Have you ever heard of painter who specializes in Behr (a brand of paint)?
That is not a specialization, that's a tool choice.

------
jppope
> "other than sales" ...You can maximize your weekly pay most by improving
> your Sales.

Otherwise you would want to carve out a niche, become incredibly good at that
one thing and after you have mastered something that few people can do really
well... learn how to sell that better too.

------
q-base
Solve problems and create value.

Look at the entire flow of the product you are a part of. Get to know as much
about it as possible and get a deep understanding of the full picture. You
will probably be surprised at how many people, permanent as contractors, who
only look narrowly at their little pond and solves issues without a general
understanding of the entire business.

Don't try to be cocky know-it-all, but humbly suggest when you see a better
solution for a problem or spots a potential problem coming up in the horizon.

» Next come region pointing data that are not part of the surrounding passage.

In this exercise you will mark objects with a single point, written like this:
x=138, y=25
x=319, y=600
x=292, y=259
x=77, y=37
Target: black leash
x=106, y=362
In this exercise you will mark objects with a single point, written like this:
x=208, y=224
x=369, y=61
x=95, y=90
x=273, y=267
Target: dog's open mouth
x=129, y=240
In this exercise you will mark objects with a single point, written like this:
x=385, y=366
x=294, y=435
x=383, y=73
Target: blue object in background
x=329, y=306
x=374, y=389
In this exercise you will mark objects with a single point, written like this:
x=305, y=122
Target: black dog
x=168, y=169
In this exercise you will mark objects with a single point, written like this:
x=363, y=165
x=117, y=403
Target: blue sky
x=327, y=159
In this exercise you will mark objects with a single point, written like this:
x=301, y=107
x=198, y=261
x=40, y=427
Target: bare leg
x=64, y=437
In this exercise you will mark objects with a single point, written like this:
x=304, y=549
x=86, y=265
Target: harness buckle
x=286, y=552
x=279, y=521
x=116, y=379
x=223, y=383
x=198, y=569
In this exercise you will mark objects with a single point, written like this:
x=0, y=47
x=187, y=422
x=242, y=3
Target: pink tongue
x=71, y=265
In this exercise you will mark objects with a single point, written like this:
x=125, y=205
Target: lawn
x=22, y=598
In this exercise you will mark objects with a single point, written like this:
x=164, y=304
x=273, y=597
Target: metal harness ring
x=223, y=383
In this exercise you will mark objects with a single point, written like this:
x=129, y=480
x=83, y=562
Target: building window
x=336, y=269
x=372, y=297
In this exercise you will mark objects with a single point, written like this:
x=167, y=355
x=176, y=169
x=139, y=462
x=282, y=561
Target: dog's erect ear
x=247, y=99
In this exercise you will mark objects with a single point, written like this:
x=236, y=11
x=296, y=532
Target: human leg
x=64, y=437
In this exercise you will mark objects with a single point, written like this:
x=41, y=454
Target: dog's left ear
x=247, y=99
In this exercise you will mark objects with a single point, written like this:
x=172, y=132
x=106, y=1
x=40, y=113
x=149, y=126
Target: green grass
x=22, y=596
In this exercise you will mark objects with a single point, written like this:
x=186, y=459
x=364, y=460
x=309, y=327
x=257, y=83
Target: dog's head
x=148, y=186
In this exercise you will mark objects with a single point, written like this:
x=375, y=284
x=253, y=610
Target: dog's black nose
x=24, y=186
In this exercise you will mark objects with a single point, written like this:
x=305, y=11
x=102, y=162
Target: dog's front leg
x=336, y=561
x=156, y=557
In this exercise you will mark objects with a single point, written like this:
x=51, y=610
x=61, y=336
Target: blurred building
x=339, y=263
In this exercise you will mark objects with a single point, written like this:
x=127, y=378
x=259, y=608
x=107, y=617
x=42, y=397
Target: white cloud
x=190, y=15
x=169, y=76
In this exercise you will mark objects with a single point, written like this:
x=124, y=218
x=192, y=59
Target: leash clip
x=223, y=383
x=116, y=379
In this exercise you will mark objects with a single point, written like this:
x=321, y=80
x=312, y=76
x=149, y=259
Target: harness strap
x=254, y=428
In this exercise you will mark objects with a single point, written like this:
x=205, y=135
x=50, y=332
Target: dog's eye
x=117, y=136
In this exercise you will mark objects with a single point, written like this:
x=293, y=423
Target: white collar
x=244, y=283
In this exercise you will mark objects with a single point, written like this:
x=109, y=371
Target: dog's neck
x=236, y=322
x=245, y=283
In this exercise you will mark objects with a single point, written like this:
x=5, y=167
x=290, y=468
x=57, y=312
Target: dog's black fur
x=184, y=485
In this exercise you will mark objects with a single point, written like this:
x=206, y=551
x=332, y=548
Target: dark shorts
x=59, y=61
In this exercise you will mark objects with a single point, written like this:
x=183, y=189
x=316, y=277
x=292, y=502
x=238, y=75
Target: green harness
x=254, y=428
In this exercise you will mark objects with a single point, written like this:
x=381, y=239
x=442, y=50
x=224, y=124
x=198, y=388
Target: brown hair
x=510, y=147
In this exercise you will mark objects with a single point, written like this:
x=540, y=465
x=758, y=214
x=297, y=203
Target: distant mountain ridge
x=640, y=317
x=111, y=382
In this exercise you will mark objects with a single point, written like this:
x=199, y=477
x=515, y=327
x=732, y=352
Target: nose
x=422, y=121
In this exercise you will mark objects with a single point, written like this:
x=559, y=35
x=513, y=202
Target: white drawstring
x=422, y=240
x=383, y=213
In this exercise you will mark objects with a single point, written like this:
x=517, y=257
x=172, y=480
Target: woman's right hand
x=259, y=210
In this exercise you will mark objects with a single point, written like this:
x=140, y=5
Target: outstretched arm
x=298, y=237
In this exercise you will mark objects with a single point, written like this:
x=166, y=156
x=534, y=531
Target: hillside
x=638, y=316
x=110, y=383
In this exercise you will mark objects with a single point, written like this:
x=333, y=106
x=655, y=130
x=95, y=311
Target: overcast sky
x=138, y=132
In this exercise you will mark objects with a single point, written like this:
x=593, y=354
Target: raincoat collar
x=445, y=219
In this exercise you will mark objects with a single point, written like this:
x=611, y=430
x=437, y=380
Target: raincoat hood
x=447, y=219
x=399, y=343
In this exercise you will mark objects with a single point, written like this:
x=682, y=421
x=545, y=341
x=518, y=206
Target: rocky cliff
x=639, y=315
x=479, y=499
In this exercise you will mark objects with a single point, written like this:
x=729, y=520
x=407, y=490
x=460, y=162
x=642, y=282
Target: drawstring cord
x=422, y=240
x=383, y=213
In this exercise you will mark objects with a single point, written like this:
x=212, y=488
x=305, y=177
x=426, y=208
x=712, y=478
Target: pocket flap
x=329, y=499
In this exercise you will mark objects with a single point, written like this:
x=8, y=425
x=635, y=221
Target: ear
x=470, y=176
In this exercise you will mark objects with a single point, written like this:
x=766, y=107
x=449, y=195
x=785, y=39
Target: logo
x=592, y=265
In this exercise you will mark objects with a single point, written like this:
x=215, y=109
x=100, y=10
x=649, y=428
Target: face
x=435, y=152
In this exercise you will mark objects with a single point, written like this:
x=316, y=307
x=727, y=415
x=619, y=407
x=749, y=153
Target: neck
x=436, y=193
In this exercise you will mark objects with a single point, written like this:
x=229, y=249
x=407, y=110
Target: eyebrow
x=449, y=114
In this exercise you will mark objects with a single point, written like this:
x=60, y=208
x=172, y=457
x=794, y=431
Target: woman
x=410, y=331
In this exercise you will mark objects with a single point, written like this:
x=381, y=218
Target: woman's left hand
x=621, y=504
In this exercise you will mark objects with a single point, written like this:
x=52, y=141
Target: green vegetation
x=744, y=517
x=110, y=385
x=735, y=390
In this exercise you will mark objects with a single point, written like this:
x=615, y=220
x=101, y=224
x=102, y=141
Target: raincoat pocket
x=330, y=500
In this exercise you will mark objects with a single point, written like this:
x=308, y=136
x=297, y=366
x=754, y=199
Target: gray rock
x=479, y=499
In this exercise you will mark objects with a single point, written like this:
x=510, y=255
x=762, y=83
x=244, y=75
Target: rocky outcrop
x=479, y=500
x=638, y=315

When you have a good understanding of the entire business and the part your
product plays in it, then you will also be better at seeing the parts where it
hurts the most. Suggest to help there. Take on as much responsibility as you
can handle. Be the one that solves the problems and creates value for the
business, then you in turn also raise your own value.

------
disconnection
Technical proposal and grant writing. If you team up with people from
disciplines other than programming+architecture, who can each deal with
different aspects of the one proposal, you can pull in very large contracts
together.

------
herhor
\- woodworking \- sculpting \- knitting \- etc. to stay mentally healthy :-)

------
gitgud
Some common high paying skills that could pair with programming:

\- IT Security

\- Database engineer (specailized)

\- AI or Machine Learning

\- Block chain consulting (ughh)

\- Financial analyst

Any one of these specialisations would make you a highly paid consultant... I
assume

------
bitsapien
"Pair Programming" lol

------
gigatexal
Among the obvious things like the ability to be humble about the code and know
bad code is bad code but you’re not a bad person is decent smelling breath. No
joke.